Doni melangkah meninggalkan anggota keluarganya yang berada di ruang makan. Dia bergegas ke kamarnya dengan buru-buru mengambil pakaiannya yang berada di lemari, memasukkannya ke dalam koper besar miliknya. Dia membawa sebagian yang menurutnya penting. Doni mengambil bingkai foto di meja nakasnya, memandangi foto Kiya, Bima dan dirinya dengan senyum yang lebar di pantai. Sekarang air matanya yang jatuh dia biarkan. Dengan cepat bingkai itu di masukkan ke dalam kopernya.

Semua anggota keluarga terkejut saat melihat Doni membawa koper. Adrian mengusap wajahnya gusar, di sampingnya ada Amelia yang mengelus pundak suaminya itu. Mencoba menenangkan Adrian. Sedangkan Bima dan Kiya sudah mengejar langkah kaki Doni yang kian menjauh.
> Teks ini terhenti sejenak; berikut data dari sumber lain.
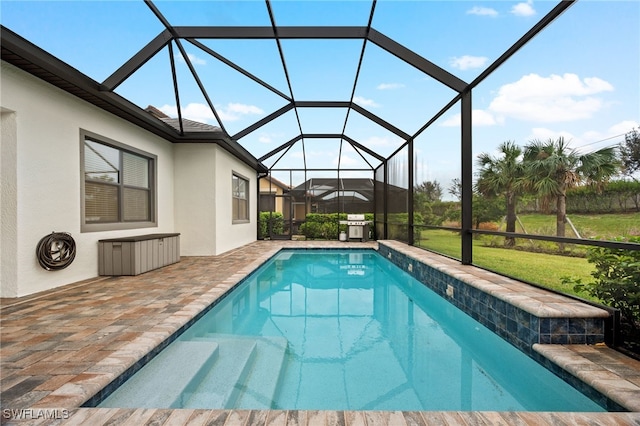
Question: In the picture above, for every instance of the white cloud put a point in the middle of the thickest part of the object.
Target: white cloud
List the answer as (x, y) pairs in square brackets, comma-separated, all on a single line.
[(203, 114), (482, 11), (389, 86), (468, 62), (479, 117), (193, 111), (243, 109), (346, 161), (623, 127), (524, 9), (195, 60), (365, 102), (589, 140), (550, 99), (378, 141)]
Bima memegang koper Doni, mencoba menahan langkah kaki kakaknya. "Bang, lo mau kemana?"

"Lepas, Bim!"

Kiya melangkah mendekat ke hadapan Doni. Kiya sudah tidak tahan lagi jika harus menahan air matanya, membiarkannya tumpah di hadapan Doni. "Kak," suaranya terdengar purau. "Kiya enggak tau masalah berat apa yang kakak alami. Tapi Kiya enggak mau Kak Doni pergi."

Tatapan mata Doni meredup. Dia menagkup wajah adik bungsunya menggunakan kedua tangannya. Doni mengusap wajah adiknya, menghapus air mata nya yang terjatuh. Dia benar-benar tidak mau menyakiti perasaan keluarganya. Namun sudah di rasa cukup, kini Doni sudah tidak kuat menahan batinnya yang terus menjerit. Pekerjaan kantor yang tidak ada habisnya benar-benar menyita waktunya, membuatnya mengikuti jejak papahnya yang tidak peduli kepada keluarga. Dia juga merasa jarak antara dirinya dan Kiya yang semakin menjauh.
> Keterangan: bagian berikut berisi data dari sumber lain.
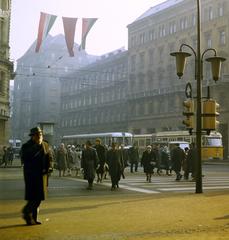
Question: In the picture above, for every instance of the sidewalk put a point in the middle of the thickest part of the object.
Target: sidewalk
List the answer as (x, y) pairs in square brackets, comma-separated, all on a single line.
[(115, 217)]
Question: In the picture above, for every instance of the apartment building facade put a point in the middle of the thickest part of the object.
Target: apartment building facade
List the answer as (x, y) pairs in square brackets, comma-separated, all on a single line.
[(155, 94), (6, 70)]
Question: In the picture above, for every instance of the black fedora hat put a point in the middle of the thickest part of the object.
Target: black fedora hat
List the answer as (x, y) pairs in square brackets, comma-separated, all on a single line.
[(34, 131)]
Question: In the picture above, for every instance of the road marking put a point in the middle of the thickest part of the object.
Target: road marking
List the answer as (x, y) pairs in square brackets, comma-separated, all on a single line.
[(135, 189), (142, 190), (192, 188)]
"Nanti Kak Doni kirim pesan ya,"

Kiya menggeleng, "Enggak. Kiya butuhnya Kak Doni yang meluk Kiya saat Kiya lagi sedih dan capek. Enggak mau peluk ponsel!"

"Jarak enggak akan mengubah rasa sayang Kak Doni ke kamu, ke keluarga kita." Doni mengelus puncak kepala adiknya dengan lembut. "Selalu ingat! Kalau Kiya jatuh, Kak Doni yang terluka. Kalau Kiya sedih, Kak Doni yang menangis. Dan, Kalau Kiya bahagia, Kak Doni yang ikut tertawa."

Mendengar perkataan Doni membuat Kiya terharu. Dia langsung memeluk tubuh Doni, memeluknya dengan erat.

Bima yang sedari tadi diam hanya melihat pemandangan di depannya yang bikin haru, membuat tangannya ikut terangkat dan memeluk Kiya dan Doni. "Uuuuhhhhh, gue jadi nyamuk."

Perkataan Bima membuat Kiya dan Doni sedikit tertawa tanpa melepaskan pelukannya, tidak sedikitpun menciptakan jarak di antara mereka.

Masalah malam ini membuat ketiga kakak beradik itu menjadi lebih menghargai kebersamaan bersama anggota keluarganya. Sebesar apapun masalah yang mereka hadapi, tetap keluarga adalah tempat mereka untuk kembali pulang.

Kiya merasakan hatinya yang teramat sakit dibalik tawa. Apakah Dia akan merasakan kehilangan untuk yang ke dua kali?